Frequently Asked Questions
The project is being developed to provide a sustainable, renewable, cost-effective source of electricity using a unique technology which can capture solar energy throughout the day, store the energy, and schedule electricity production to occur whenever it is needed-during hours of peak electricity demand, or during evening or nighttime hours. The storage system allows the project to generate a stable power supply that will enhance electricity grid stability and facilitate wider use of intermittent renewable sources such as wind energy.
The project will also help the state of California meet its mandate to increase the Renewable Portfolio Standards to 33% renewable energy generation by 2020. Read more about Executive Order S-14-08
California has some of the best solar resources available in the world. Solar energy can supplement other resources to serve the country's need for clean, affordable domestic energy supplies and help sustain continued economic development.
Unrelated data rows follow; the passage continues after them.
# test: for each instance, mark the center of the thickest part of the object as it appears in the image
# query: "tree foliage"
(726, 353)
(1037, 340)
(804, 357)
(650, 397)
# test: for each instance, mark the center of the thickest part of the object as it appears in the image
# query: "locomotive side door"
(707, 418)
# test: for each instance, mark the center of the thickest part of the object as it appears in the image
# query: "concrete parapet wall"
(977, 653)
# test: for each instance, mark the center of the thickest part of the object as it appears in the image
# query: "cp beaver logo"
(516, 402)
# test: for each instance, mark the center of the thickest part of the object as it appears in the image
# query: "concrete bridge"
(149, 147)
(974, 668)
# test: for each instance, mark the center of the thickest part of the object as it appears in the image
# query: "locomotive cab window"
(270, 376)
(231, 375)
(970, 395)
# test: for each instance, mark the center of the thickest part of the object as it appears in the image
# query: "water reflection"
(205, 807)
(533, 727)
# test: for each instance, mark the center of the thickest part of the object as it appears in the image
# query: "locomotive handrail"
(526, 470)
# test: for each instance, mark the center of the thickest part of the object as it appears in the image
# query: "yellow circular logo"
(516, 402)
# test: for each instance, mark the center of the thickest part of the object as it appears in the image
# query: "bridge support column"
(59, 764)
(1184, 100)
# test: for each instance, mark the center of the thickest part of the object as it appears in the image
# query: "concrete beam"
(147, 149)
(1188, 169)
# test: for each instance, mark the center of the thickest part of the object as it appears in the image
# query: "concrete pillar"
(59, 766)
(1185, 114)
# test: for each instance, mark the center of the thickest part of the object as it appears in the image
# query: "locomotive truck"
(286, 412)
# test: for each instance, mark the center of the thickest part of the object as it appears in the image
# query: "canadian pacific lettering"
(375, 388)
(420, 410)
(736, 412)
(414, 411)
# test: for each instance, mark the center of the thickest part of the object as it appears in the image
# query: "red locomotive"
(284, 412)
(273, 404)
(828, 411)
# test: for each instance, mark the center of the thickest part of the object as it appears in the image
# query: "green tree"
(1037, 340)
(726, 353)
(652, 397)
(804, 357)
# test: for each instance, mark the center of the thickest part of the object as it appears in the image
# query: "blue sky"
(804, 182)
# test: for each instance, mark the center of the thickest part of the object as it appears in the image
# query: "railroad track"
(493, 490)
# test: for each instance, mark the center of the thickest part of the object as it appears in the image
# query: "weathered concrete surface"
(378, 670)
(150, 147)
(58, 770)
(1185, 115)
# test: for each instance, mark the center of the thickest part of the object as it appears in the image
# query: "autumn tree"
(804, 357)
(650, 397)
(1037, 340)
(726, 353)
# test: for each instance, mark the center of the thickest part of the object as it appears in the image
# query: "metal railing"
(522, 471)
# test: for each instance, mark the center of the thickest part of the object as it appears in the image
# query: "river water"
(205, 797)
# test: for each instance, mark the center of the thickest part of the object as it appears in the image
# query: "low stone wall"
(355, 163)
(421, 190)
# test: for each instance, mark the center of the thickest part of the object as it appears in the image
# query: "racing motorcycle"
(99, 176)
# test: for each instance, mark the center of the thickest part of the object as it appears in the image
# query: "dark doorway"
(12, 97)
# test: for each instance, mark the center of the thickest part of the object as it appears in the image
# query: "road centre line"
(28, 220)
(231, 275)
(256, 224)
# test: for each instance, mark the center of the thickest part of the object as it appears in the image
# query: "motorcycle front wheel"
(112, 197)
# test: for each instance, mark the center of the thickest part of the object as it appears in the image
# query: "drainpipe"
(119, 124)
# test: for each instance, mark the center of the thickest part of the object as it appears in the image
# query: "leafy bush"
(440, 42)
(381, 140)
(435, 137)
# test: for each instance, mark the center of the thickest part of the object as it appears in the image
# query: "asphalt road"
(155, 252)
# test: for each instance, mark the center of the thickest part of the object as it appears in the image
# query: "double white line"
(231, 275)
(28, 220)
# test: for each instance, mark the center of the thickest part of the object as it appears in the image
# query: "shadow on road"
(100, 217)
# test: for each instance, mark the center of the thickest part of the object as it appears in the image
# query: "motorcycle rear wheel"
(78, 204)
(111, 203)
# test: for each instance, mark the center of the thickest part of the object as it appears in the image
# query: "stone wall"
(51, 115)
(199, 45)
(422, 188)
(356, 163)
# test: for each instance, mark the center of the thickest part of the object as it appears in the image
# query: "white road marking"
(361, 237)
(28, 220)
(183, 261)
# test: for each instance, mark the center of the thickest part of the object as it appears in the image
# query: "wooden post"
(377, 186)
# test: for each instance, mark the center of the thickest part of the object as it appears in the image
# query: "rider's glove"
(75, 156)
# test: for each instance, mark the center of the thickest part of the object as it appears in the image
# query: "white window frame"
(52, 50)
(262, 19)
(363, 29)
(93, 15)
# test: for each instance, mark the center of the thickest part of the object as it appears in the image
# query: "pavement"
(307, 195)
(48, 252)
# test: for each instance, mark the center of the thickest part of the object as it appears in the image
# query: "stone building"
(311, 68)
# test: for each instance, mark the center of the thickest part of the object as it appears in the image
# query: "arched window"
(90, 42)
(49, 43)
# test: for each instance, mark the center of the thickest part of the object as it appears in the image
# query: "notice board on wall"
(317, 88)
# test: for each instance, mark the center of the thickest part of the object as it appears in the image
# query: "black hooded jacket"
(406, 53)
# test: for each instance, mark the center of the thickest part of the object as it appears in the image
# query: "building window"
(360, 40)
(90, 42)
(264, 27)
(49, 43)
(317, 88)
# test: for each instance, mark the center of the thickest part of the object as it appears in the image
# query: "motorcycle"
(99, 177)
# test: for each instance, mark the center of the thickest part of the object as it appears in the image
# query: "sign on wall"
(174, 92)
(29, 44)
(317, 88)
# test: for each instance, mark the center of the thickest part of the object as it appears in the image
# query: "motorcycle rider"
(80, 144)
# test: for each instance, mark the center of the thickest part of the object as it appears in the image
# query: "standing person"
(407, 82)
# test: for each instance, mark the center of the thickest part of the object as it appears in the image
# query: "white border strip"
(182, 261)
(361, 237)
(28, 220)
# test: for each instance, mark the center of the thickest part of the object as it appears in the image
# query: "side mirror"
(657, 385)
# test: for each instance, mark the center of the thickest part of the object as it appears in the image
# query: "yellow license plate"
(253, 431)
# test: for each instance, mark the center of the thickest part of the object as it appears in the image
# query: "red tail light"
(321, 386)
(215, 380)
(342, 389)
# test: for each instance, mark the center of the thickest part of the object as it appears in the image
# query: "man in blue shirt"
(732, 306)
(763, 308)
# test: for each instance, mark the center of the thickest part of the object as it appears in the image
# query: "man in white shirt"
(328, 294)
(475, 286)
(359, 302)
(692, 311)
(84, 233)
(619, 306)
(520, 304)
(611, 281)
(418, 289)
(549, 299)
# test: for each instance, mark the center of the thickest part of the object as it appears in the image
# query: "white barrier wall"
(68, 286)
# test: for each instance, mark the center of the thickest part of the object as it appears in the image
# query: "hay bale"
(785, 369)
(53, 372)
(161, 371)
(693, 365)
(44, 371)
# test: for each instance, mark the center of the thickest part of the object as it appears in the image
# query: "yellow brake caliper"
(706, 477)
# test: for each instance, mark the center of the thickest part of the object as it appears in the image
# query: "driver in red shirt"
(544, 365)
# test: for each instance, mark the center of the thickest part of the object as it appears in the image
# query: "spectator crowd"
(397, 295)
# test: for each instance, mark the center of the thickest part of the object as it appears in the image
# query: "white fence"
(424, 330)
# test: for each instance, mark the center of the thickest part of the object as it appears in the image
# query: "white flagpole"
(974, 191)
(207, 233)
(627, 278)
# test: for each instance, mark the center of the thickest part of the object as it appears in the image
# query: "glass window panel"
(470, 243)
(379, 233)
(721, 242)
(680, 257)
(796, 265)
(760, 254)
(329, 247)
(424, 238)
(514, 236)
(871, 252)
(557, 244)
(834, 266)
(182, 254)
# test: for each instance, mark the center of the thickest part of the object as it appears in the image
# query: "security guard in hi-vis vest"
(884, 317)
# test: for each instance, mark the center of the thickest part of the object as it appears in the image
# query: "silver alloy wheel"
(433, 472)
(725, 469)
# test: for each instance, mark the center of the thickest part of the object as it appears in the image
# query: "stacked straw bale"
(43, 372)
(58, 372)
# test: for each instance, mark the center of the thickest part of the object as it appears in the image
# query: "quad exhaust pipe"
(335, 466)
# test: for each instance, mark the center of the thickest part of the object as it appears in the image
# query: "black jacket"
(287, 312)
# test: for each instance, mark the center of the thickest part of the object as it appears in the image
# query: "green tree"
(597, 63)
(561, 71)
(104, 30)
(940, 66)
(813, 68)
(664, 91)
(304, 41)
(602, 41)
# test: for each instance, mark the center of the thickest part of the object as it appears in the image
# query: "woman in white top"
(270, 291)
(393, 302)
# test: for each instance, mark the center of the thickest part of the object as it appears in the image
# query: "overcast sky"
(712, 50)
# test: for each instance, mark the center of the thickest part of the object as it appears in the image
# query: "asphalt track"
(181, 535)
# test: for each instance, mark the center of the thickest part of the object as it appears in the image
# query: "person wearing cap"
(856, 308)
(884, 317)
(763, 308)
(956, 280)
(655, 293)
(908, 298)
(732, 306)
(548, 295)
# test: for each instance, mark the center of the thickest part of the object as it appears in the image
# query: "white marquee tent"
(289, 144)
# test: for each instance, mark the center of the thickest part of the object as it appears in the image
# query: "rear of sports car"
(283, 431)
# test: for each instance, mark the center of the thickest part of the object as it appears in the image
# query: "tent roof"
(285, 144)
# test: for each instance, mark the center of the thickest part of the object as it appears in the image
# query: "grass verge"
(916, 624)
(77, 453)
This site is located on previously disturbed private land in a largely undeveloped area with good site access. The nearest residences are located 15 miles to the west of the proposed project site. A new 10-mile long transmission line will interconnect the project to Western Area Power Administration’s existing transmission system. The transmission line will be located on lands administered by the Bureau of Land Management. BLM manages the public lands for multiple uses but recognizes that a significant number of public lands have levels of solar radiation suitable for utility-scale solar power plant development. Development of renewable energy resources is considered a beneficial public use of these lands and BLM’s policy is to facilitate environmentally responsible renewable energy development, consistent with national and state leadership goals for renewable energy.
The tower will be a concrete structure, approximately 553 feet high, on which a receiver approximately 100 feet tall is mounted. A maintenance crane will be mounted on top of the receiver, for an overall height of 653 feet. The proposed tower height was established by an economic optimization study to determine the lowest cost of electricity production. As the tower grows taller, the plant efficiency increases.
The project will have a large circular field of mirrors (heliostats). At the center of the field will be a tall, central receiver tower and the power block. The tall tower increases the efficiency of the plant and ensures that the large array of heliostats can focus the solar energy onto the receiver mounted on top of the tower. As part of the environmental review process, visual simulations have been prepared and submitted to the regulatory agencies to show how the project will look to viewers from several locations.
During the day, the receiver (which is mounted on top of the tower) will glow as it absorbs solar energy. There will be no solar energy at night, so the receiver will not operate. The plant will be designed with downcast lighting to minimize light pollution and will be limited at night only as necessary for worker safety. The FAA will require lighting systems on the tower (similar to those required by the FAA for communication towers).